Net Debt, Leverage and Last Twelve Months (LTM) Leverage

Net debt is defined as total debt less cash and cash equivalents. Total debt includes the Company's current portion of debt, credit facility borrowings, senior notes and note payable to EQM Midstream Partners, LP. Leverage is defined as net debt divided by adjusted EBITDA (a non-GAAP supplemental financial measure defined above). Last twelve months leverage is defined as net debt divided by LTM adjusted EBITDA (a non-GAAP supplemental financial measure defined above). Net debt is a non-GAAP supplemental financial measure used by the Company's management to evaluate leverage since the Company could choose to use its cash and cash equivalents to retire debt. The Company's management believes that this measure provides useful information to external users of the Company's consolidated financial statements, such as industry analysts, lenders and ratings agencies.
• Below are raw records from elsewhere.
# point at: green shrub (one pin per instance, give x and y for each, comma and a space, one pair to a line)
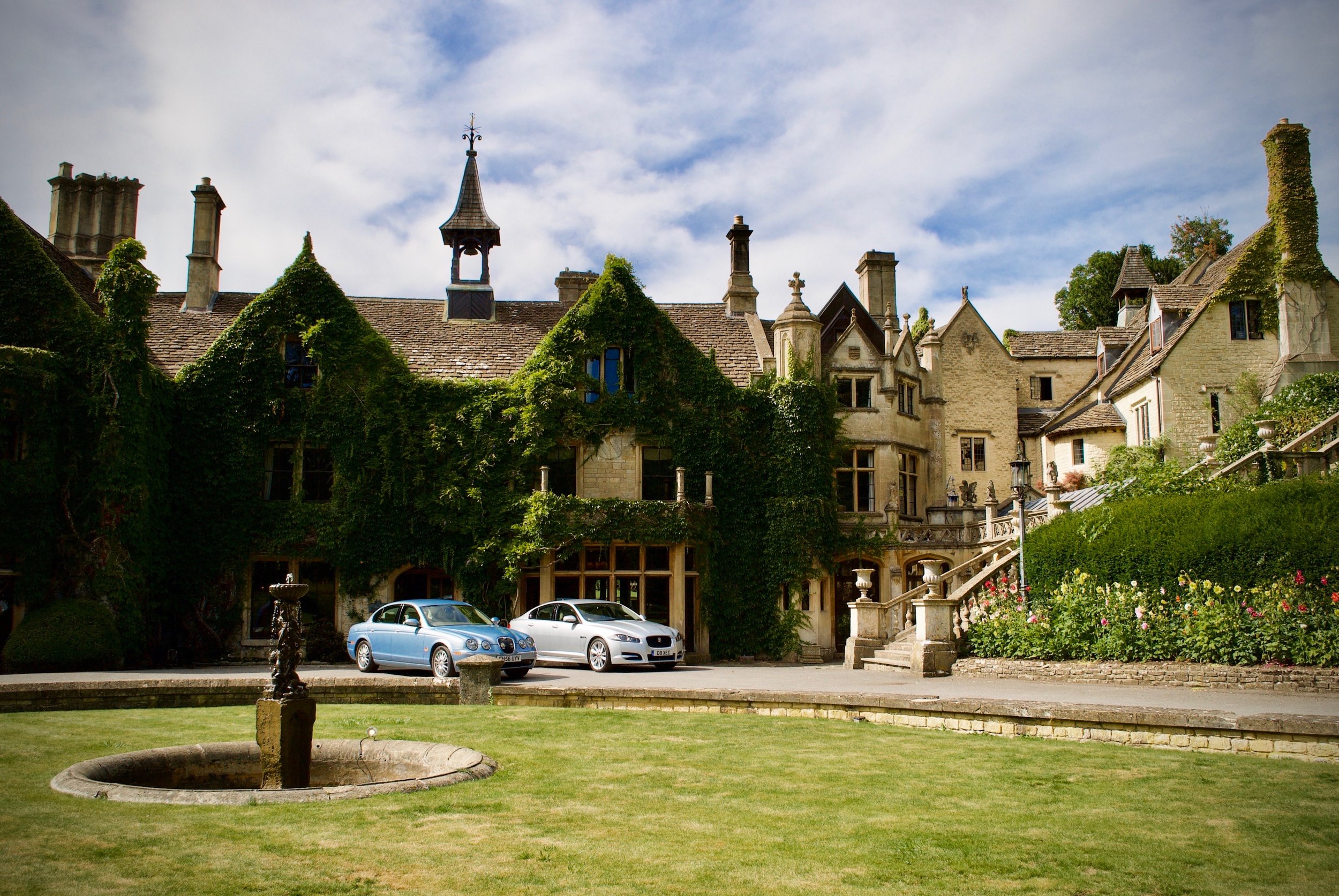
65, 637
1291, 621
1246, 538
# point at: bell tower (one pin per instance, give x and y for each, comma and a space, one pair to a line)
470, 232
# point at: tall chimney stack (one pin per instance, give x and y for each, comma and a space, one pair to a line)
202, 263
90, 215
741, 296
877, 272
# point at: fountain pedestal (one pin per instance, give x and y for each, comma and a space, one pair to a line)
285, 716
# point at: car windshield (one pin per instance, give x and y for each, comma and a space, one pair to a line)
607, 611
454, 615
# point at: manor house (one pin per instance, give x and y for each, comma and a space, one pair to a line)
931, 424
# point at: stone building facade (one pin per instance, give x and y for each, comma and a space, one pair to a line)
931, 426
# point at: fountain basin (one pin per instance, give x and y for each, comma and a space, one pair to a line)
229, 773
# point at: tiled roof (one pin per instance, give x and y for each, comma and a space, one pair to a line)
442, 350
1208, 279
1094, 417
1053, 343
1134, 272
78, 277
1032, 421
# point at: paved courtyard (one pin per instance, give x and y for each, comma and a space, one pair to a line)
829, 680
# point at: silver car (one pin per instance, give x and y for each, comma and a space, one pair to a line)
600, 634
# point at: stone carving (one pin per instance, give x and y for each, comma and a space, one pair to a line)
285, 627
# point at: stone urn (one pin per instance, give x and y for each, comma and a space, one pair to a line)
864, 582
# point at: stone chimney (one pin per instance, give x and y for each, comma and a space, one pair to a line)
572, 284
741, 296
90, 215
1305, 346
877, 272
202, 263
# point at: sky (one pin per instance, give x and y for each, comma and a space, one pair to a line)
991, 145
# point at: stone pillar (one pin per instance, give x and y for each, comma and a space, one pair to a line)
478, 675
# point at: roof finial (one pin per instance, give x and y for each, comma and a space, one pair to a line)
472, 134
796, 285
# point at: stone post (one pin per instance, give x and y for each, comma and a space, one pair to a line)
934, 650
478, 675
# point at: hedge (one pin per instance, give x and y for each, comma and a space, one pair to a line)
1248, 538
65, 637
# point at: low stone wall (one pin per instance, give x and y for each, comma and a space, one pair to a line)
1276, 736
1294, 680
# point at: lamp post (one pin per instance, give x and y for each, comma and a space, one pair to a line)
1022, 469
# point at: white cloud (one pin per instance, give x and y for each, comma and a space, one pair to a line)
991, 145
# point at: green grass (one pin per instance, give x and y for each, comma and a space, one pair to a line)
663, 803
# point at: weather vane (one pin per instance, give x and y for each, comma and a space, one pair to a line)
472, 133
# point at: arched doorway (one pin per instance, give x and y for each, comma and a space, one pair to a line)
424, 582
845, 591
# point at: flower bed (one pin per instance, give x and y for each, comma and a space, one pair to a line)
1294, 621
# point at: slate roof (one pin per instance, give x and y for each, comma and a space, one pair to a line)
1053, 343
1094, 417
443, 350
78, 277
1030, 421
1207, 279
1134, 272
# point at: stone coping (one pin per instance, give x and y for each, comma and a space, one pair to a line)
1292, 680
402, 765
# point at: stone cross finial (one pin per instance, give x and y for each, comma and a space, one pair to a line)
796, 285
472, 133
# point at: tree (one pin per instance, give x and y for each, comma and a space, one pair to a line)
1086, 303
1192, 237
920, 326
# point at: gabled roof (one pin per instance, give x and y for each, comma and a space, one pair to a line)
78, 277
1090, 417
837, 317
1053, 343
1134, 272
443, 350
1207, 282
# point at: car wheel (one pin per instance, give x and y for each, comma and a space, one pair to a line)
363, 656
598, 656
442, 665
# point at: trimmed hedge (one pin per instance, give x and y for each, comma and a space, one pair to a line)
1248, 538
65, 637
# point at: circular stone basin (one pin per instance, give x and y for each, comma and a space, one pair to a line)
229, 773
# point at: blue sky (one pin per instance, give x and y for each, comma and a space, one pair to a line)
987, 144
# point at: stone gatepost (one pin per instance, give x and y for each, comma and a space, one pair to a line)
478, 675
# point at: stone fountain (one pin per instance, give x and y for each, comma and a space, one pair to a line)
284, 764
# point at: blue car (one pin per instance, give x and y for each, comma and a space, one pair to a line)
435, 635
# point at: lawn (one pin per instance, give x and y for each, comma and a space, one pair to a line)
593, 801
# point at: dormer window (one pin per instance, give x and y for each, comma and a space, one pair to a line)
299, 367
614, 371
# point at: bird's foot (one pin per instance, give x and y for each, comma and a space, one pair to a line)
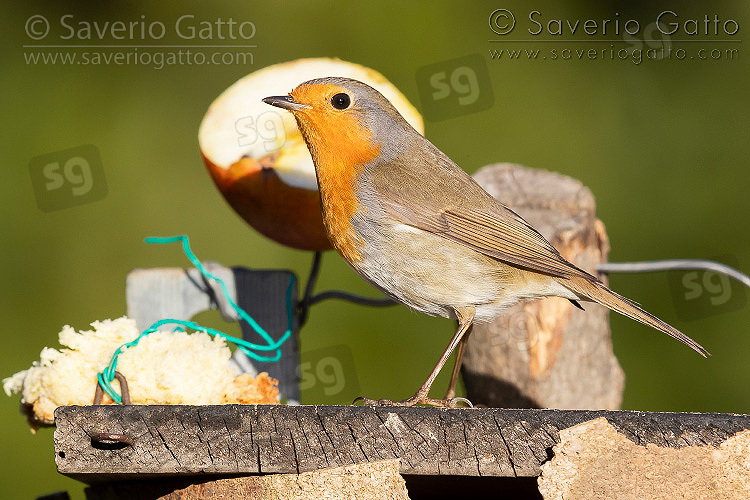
417, 399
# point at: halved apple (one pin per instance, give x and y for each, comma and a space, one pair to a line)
258, 159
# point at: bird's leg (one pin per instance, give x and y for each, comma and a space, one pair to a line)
465, 317
451, 392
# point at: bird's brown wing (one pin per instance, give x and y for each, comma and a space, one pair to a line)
439, 197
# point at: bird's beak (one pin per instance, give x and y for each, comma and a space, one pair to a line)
285, 102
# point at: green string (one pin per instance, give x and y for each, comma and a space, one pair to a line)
106, 376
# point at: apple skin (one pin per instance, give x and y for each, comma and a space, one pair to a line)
286, 214
257, 157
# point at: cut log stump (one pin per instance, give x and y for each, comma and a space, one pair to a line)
537, 353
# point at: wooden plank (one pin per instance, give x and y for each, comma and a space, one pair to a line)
243, 439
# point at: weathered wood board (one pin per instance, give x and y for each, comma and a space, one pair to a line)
242, 439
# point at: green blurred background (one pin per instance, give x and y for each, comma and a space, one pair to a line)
663, 145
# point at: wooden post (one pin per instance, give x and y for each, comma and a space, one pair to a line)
266, 295
547, 353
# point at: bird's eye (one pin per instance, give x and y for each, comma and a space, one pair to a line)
340, 101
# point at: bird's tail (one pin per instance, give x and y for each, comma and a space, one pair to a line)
597, 292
Net debt should not be considered as an alternative to total debt presented in accordance with GAAP.

The table below reconciles net debt with total debt, the most comparable financial measure calculated in accordance with GAAP, as derived from the Statements of Condensed Consolidated Balance Sheets to be included in the Company's Quarterly Report on Form 10-Q for the quarter ended March 31, 2023.

The Company has not provided a reconciliation of projected net debt to projected total debt, the most comparable financial measure calculated in accordance with GAAP. The Company is unable to project total debt for any future period because total debt is dependent on the timing of cash receipts and disbursements that may not relate to the periods in which the operating activities occurred. The Company is unable to project these timing differences with any reasonable degree of accuracy and therefore cannot reasonably determine the timing and payment of credit facility borrowings or other components of total debt without unreasonable effort. Furthermore, the Company does not provide guidance with respect to its average realized price, among other items that impact reconciling items between certain of the projected total debt and projected net debt, as applicable. Natural gas prices are volatile and out of the Company's control, and the timing of transactions and the distinction between cash on hand as compared to credit facility borrowings are too difficult to accurately predict. Therefore, the Company is unable to provide a reconciliation of projected net debt to projected total debt, without unreasonable effort.